5 Tips To Improve Product Photography

1. Leave it to the Professionals:

Unfortunately, many brands still make the mistake of thinking they can cut budgets and take their own product photography using accessible devices like cell phones or low level lighting gear.

“While you might be able to accurately demonstrate the product, you are not necessarily elevating your brand because the photography doesn’t look professional,” Bowers said.

“Of course, one exception to this is user generated content – which can definitely add to your brand’s credibility. But even today, user generated content has become highly specialized.”


2. Pay Attention to Lighting & Detail:

“At a very basic level, photography is a three dimensional representation of a product in a two dimensional space. You have to make the product appear three dimensional and that’s all about lighting,” he said.

“If you don’t understand lighting – you’re going to have a very difficult time. This is how you separate high quality with low quality photography, which is also reflected onto the brand. Personally, I like very simple execution (with excellent lighting, of course) to show the shape, form, and texture of the product.”

3. Maintain Consistency Across Product Line:

“You also want to maintain a similar look across your entire product line. I recommend working with the same photographer so that everything is cohesive. You should be able to recognize the brand / products even when they are taken out of context.”


4. When to Use Lifestyle vs. Product Photography:

“Product photography is all about giving the shopper enough information to make an informed decision. In this style of photography, you’re not necessarily conveying an emotion. It’s usually a very sterile environment so that shoppers can feel confident enough about the advertisement to purchase your product.”

“On the other hand, lifestyle photography is all about emotion.

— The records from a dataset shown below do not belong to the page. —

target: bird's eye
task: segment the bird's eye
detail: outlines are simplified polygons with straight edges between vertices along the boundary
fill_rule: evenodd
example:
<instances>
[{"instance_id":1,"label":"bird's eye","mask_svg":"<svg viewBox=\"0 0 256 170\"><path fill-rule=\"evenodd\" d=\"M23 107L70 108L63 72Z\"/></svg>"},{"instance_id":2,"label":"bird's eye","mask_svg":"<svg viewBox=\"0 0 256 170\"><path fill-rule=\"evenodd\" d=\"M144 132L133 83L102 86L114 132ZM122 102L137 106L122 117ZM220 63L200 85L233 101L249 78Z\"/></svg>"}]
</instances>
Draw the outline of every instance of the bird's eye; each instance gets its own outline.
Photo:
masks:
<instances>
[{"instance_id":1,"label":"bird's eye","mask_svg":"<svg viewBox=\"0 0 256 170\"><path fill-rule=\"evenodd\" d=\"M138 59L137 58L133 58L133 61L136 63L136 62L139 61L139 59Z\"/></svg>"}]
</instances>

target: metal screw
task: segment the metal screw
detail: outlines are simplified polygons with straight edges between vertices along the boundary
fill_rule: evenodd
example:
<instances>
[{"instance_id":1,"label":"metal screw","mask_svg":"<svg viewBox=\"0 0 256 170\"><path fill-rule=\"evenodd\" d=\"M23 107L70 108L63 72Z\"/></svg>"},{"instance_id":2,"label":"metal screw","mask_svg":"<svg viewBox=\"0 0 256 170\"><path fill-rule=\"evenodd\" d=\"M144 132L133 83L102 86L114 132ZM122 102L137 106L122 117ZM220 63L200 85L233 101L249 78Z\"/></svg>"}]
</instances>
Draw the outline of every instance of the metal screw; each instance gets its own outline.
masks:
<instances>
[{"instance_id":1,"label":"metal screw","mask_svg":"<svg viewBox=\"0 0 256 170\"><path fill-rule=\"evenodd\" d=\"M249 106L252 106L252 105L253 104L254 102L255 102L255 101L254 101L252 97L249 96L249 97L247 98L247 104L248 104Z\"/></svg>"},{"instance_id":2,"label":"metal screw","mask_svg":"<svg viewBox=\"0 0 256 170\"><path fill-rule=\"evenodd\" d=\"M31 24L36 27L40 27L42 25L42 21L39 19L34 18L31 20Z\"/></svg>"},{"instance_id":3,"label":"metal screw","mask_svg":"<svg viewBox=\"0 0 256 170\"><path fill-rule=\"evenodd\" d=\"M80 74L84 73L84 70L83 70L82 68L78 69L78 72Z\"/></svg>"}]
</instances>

A successful marketing campaign is when you can establish an emotion and attach a brand name to it. For example, when you think of Patagonia – you immediately think about their lifestyle.”

Credit: Patagonia

“Patagonia also has some of the strongest product photography (in house studio) and very high standards. The combination of quality lifestyle photography and product photography can be extremely powerful.”


5. The Future is Video:

Without a doubt, Bowers’ final piece of advice is to invest in video.

“Video is going to be the next big thing. Not only will video explain products, it will build a relationship with the person demonstrating the product.”

“In this RevZilla video, he’s explaining a product that is pretty complicated and has a lot of functions – but he makes me feel confident that I can use a product like this.”

“This is a concept easily portable to other genres – high-credibility spokesmodels, similar to TV commercials, but with the luxury of time to establish ‘relationships’ with viewers by simplifying the understanding and use of products.”


Specifically on Amazon, there’s been a huge push for video via creative options like Amazon Stores, Enhanced Brand Content, and A++ Content.


“We’ve seen video become a bigger deal on Amazon over the past year or so as they continue to optimize the search and shopping experience,” Jordan Gisch, Marketplace Channel Analyst at CPC Strategy said.


“Currently, Sellers can get ‘related video shorts’ on detail pages by hosting a video on AWS and tagging it with related content to your product detail page. Vendors can also add a video as one of the secondary image placements on their detail page (and this is currently open as a beta for some 3P sellers via EBC).”

Final takeaways:

For brands who want to stay competitive on shopping channels, having quality product photography and video is no longer an option – it’s a necessity.


As Amazon (and other channels) continue to provide brands with new opportunities to communicate their unique story, it is now more important than ever before to invest in quality product photography (and video) rather than clean up the mess of product misrepresentations or miss out on valuable conversions.